La necessità di dialogo tra maggioranza e opposizione
Uno straordinario pasticcio, insomma, che richiederebbe, questo sì, un dialogo fra maggioranza e opposizione per affrontare la questione dell’attuazione di norme chiare che rispettino la Costituzione, ma al tempo stesso tengano conto di quanto la pandemia ha insegnato a tutti gli Stati federali del mondo (e anche all’Unione Europea che purtroppo ancora federale non è): che si ha sempre bisogno dell’aiuto del più grande di noi e che solo l’aiuto e la cooperazione reciproci possono e potranno permetterci di uscire dalla crisi. Ma anche che indispensabile far funzionare bene e con poteri veri e chiari le istituzioni locali per garantire cure e aiuto di qualità ai cittadini.
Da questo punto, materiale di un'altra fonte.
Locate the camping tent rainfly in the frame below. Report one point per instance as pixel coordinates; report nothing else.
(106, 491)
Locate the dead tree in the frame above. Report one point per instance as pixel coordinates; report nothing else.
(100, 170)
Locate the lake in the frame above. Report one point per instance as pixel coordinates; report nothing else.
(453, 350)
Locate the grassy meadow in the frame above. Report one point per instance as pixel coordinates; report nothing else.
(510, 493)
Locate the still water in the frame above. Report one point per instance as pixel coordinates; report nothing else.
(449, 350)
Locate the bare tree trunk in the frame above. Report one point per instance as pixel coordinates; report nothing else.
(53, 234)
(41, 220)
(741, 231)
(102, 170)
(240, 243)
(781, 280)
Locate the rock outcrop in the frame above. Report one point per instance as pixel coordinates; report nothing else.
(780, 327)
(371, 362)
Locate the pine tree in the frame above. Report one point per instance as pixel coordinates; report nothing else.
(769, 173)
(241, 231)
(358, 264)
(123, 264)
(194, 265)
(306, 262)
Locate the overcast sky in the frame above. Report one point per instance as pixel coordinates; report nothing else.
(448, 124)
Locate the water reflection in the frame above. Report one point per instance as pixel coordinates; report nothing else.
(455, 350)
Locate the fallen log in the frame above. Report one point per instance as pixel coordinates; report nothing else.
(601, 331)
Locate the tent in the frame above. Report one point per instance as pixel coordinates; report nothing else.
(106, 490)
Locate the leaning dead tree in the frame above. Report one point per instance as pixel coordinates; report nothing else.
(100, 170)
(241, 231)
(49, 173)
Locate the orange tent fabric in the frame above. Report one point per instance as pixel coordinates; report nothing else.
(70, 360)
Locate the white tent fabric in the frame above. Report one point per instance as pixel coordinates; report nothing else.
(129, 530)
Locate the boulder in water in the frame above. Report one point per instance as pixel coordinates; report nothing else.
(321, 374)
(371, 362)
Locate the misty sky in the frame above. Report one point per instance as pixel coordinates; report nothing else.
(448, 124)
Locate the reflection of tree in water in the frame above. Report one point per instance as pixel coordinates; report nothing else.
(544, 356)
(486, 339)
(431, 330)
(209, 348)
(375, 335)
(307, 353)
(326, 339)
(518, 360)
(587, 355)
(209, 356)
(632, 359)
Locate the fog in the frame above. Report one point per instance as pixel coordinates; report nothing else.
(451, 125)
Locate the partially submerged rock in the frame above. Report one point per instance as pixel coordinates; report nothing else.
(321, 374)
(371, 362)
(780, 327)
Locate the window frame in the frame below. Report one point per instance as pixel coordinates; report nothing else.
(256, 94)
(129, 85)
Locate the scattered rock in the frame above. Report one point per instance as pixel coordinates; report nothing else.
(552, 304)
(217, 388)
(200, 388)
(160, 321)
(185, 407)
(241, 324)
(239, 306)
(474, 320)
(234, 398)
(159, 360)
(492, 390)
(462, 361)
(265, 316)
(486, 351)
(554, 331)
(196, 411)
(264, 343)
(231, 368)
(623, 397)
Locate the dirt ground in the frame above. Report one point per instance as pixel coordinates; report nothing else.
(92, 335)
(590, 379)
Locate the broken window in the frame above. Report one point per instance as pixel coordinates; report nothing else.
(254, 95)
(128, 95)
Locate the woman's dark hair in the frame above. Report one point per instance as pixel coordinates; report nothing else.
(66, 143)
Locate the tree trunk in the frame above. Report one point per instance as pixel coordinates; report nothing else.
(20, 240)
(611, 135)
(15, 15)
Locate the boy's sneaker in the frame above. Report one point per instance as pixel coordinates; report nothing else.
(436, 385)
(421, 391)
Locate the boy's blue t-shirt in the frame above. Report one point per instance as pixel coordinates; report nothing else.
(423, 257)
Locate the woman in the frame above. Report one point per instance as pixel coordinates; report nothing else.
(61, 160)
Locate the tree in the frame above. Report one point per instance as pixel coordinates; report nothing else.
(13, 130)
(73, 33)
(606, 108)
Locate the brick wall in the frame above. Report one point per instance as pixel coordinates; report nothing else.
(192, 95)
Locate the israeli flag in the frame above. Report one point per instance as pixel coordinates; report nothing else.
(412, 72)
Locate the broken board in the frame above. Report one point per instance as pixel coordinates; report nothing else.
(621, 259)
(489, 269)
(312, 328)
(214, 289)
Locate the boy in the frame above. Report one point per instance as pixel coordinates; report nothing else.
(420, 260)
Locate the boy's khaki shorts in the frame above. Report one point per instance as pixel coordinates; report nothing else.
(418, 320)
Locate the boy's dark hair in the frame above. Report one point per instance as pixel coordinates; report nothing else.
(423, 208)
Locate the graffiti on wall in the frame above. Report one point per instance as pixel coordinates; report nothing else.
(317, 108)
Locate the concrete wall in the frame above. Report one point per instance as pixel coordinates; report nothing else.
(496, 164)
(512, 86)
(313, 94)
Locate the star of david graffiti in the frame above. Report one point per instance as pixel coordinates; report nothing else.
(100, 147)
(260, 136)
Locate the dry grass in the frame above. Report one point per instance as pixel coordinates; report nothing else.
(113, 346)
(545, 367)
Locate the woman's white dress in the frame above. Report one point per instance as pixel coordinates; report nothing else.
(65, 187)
Abbiamo insomma imparato che c’è da fare per tutti e che se ciò avviene in modo ordinato e chiaro ci guadagnano i cittadini. Io sono sempre stata e sarò federalista, perché penso (con Claude Raffestin da cui prendo la definizione) che esista una memoria dei territori, che dobbiamo preservare perché è un patrimonio fondamentale di un Paese. Proprio per questo sono convinta che, in leale collaborazione, le istituzioni dovrebbero mettersi al lavoro per incardinare la Costituzione in leggi quadro chiare, che interpretino il dettato in modo non esasperato, perché anche l’unità del Paese è un valore e una realtà (la pandemia ha dimostrato anche che l’Italia esiste, nella percezione dei suoi cittadini e nel riconoscimento del resto del mondo) e che ci aiutino a diventare un Paese in cui governanti e governati sappiano, nei tempi ordinari e in quelli straordinari, chi deve fare e che cosa nel governo della cosa pubblica e nel sostegno di quella privata.